A federal court in Mississippi applied the “voluntary payment” doctrine based on recent guidance from the Fifth Circuit. Colony Insurance Co. v. First Specialty Insurance Co., Case No. 16-191, 2017 WL 470902 (S.D. Miss. Feb. 3, 2017), appeal filed (17-60094 5th Cir. Feb. 14, 2017).

An explosion at a plant resulted in the death of a contractor’s employee. The decedent’s estate brought a wrongful death claim against the plant owner. The plant owner was insured under a primary liability policy and an excess policy, but the plant owner made a demand against the contractor’s insurer as an “additional insured” under the contractor’s policy. That insurer defended the plant owner under a reservation of rights. Early in the litigation, the wrongful death plaintiff made a policy limits settlement demand on the contractor’s insurer, which agreed to pay.

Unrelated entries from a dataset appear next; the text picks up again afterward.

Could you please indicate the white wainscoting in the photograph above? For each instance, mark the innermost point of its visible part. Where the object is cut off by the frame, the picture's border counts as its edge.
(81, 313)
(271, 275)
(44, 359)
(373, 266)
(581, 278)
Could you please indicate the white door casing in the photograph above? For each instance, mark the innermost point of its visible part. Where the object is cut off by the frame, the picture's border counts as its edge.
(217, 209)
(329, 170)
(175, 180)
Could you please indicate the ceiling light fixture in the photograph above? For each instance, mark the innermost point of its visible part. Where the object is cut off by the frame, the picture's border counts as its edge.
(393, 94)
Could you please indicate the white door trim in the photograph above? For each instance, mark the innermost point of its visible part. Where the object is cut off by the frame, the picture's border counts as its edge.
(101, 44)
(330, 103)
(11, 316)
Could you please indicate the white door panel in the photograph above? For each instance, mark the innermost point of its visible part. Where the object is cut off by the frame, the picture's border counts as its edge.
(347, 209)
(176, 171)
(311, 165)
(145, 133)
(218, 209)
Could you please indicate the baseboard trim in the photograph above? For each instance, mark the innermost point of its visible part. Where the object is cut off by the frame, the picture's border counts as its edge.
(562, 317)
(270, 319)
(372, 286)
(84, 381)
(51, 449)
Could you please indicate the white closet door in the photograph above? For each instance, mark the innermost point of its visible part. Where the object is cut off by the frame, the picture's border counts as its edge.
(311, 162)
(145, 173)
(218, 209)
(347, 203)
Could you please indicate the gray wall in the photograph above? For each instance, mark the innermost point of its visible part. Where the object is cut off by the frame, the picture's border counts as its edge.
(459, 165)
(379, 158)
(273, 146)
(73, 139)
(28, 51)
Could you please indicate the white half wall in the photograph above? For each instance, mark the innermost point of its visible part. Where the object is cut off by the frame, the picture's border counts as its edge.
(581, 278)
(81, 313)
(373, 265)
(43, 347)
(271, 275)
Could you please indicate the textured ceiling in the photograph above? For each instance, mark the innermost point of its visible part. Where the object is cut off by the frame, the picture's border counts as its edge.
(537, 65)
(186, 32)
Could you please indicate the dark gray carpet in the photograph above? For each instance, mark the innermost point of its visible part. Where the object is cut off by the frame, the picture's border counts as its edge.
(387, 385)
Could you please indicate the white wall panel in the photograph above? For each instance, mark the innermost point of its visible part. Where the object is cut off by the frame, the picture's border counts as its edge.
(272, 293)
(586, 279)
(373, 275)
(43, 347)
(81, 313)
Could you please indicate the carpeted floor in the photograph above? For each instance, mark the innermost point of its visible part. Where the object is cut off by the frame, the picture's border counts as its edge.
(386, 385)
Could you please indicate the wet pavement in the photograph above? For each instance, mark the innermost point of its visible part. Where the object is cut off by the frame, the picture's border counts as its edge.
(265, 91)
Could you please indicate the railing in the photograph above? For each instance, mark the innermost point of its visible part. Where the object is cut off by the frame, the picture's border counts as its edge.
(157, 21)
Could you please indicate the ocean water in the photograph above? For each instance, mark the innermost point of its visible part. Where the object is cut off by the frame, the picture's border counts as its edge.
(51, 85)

Prior to settlement, however, it made a demand on the plant owner’s excess insurer, contending that the plant owner’s excess liability insurer was obligated to defend and indemnify the plant for those amounts in excess of the primary policy limits provided by the plant’s primary insurer. The excess insurer declined to do so and refused to contribute to the settlement. The contractor’s insurer sued. The excess insurer moved for summary judgment, arguing that the voluntary payment doctrine precludes equitable subrogation and implied indemnity.

The district court relied on S. Ins. Co. v. Affiliated FM Ins. Co., 830 F.3d 337, 347 (5th Cir. 2016), which explained that a contractually-obligated payment is not voluntary, and on the Mississippi Supreme Court’s decision in Indemnity Insurance Co. of North America v. Guidant Mutual Insurance Co., 99 So.3d 142 (Miss. 2012), and held that an insurer that settles a claim and/or pays legal expenses of an insured may seek contribution from another insurer that also owed those expenses, as long as the insurer seeking contribution was under a legal duty to pay expenses. The court noted that the contractor’s insurer had argued that the plant owner was not an insured under its policy, and concluded that, if that argument were accepted, there would have been no obligation for the contractor’s insurer to pay the claim. It therefore held that payment was a voluntary, not contractual, obligation.